饼叔坐在一旁,他推了推老花镜,眉头皱成一个川字:“永和我算过,现在我们的支持率比李珉豪低七个百分点,资金缺口还有近四十亿。与其去辩论场上赌运气,不如把仅剩的资金投到庆尚南道和全罗北道,这两个地方是我们的票仓,再做一轮巡回拉票,说不定能把差距缩小。”
张永和没有说话,他走到窗边,看着楼下举着“张代表加油”牌子的志愿者,指尖无意识地敲击着窗沿。
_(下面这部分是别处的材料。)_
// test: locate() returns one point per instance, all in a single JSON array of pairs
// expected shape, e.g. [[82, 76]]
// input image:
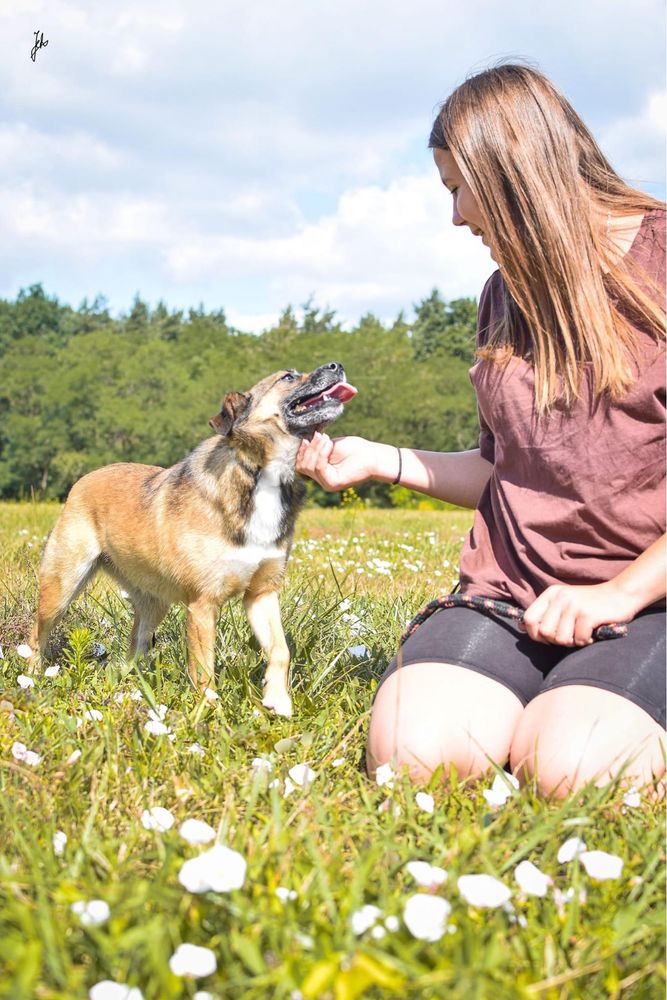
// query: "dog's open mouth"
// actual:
[[316, 404], [342, 392]]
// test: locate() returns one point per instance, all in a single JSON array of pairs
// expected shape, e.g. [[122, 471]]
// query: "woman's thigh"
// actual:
[[428, 714], [574, 734]]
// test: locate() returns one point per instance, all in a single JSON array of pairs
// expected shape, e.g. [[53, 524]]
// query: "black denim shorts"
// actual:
[[633, 667]]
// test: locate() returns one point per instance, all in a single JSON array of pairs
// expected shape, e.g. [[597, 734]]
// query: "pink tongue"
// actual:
[[342, 391]]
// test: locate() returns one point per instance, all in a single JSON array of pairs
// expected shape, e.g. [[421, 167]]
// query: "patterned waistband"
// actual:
[[495, 609]]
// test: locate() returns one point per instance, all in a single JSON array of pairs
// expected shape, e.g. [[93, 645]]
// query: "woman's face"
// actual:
[[465, 210]]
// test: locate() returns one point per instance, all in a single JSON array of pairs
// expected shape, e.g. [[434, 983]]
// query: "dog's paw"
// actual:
[[279, 701]]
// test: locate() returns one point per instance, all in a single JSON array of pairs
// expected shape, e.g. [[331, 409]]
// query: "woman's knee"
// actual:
[[573, 735], [431, 714]]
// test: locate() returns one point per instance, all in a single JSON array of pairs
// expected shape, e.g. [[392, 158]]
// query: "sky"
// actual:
[[248, 155]]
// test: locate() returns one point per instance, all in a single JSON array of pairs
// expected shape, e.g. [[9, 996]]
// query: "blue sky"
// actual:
[[248, 155]]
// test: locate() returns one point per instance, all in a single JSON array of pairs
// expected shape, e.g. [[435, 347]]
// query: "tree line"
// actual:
[[81, 389]]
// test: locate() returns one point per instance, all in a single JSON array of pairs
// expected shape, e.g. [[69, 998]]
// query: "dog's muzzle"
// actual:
[[319, 400]]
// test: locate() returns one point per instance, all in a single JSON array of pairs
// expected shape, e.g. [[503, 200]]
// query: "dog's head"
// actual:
[[285, 403]]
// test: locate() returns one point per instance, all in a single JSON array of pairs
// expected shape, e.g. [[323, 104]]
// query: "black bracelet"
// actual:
[[396, 481]]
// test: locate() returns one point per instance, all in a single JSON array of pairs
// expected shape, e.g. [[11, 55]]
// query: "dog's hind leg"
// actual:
[[263, 612], [70, 560], [201, 619], [148, 613]]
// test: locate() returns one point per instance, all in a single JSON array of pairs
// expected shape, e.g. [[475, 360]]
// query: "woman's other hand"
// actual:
[[340, 463]]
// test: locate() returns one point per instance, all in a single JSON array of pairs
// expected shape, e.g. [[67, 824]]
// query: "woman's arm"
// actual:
[[567, 615], [458, 477]]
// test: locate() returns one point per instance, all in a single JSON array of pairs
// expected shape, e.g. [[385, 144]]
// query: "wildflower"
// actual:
[[500, 790], [107, 989], [384, 775], [59, 842], [531, 880], [425, 802], [483, 890], [157, 818], [570, 849], [426, 916], [365, 918], [195, 831], [219, 869], [91, 913], [600, 865], [193, 960], [425, 874], [21, 753]]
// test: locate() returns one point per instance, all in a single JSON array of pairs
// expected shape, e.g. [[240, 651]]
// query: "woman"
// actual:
[[568, 481]]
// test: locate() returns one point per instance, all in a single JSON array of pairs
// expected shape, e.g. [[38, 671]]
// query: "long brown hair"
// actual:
[[546, 189]]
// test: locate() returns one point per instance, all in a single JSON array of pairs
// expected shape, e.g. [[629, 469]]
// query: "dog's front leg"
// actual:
[[201, 619], [263, 613]]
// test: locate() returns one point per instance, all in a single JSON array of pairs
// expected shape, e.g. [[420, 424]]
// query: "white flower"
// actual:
[[21, 753], [425, 801], [192, 960], [570, 849], [384, 775], [107, 989], [483, 890], [91, 913], [501, 789], [302, 775], [219, 869], [531, 880], [425, 874], [59, 842], [600, 865], [157, 818], [196, 831], [363, 919], [632, 798], [426, 917], [260, 765], [284, 894]]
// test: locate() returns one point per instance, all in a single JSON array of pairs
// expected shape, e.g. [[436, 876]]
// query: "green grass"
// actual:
[[339, 845]]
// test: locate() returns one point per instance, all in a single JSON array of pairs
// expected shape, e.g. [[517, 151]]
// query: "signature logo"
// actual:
[[39, 44]]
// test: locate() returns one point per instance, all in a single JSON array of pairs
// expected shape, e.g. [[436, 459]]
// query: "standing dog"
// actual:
[[217, 524]]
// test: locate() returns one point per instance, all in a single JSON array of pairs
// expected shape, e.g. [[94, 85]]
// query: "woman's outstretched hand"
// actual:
[[336, 464]]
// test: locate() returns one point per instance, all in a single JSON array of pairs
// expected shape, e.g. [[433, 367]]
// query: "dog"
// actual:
[[217, 524]]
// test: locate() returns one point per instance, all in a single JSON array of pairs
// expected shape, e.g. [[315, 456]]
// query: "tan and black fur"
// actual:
[[217, 524]]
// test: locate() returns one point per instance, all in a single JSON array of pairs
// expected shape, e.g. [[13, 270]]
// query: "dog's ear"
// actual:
[[234, 405]]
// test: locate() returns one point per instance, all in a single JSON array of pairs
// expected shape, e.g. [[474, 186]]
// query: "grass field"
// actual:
[[87, 752]]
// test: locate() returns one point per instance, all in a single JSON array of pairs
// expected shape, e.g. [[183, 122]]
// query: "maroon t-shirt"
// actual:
[[576, 497]]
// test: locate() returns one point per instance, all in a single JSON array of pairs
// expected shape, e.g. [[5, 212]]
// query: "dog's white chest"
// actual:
[[264, 523]]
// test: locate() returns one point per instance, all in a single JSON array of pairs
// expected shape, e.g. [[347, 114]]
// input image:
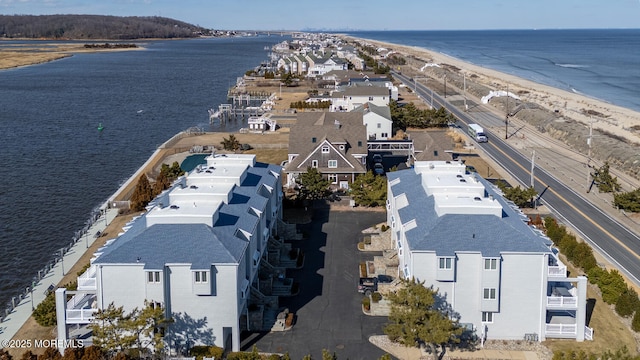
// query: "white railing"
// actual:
[[562, 301], [80, 316], [588, 333], [87, 281], [557, 271], [561, 329]]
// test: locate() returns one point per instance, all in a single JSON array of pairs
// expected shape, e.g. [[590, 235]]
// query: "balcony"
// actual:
[[80, 309], [562, 302], [559, 271], [562, 295], [87, 281]]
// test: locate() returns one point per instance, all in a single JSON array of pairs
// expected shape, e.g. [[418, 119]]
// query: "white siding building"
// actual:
[[195, 252], [501, 276]]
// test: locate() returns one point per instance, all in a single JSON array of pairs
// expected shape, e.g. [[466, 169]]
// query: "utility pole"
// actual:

桌上的手机还亮着,洛克菲勒的消息末尾加了一句“鹰国媒体已开始造势,选举委员会大概率会同意”。
他心里清楚,这不是“接不接招”的问题,如果他拒绝,李珉豪会立刻把他塑造成“不敢直面民意”的懦夫,舆论反噬只会更严重。
“不答应,我们失去的会更多。”张永和转身,眼神坚定,“李珉豪就是算准我们没准备好,才急着提前辩论。但他忘了,辩论场上比的不只是素材,还有民心。他和鹰国的利益输送、黑樱会的勾结,这些都是我们的武器。”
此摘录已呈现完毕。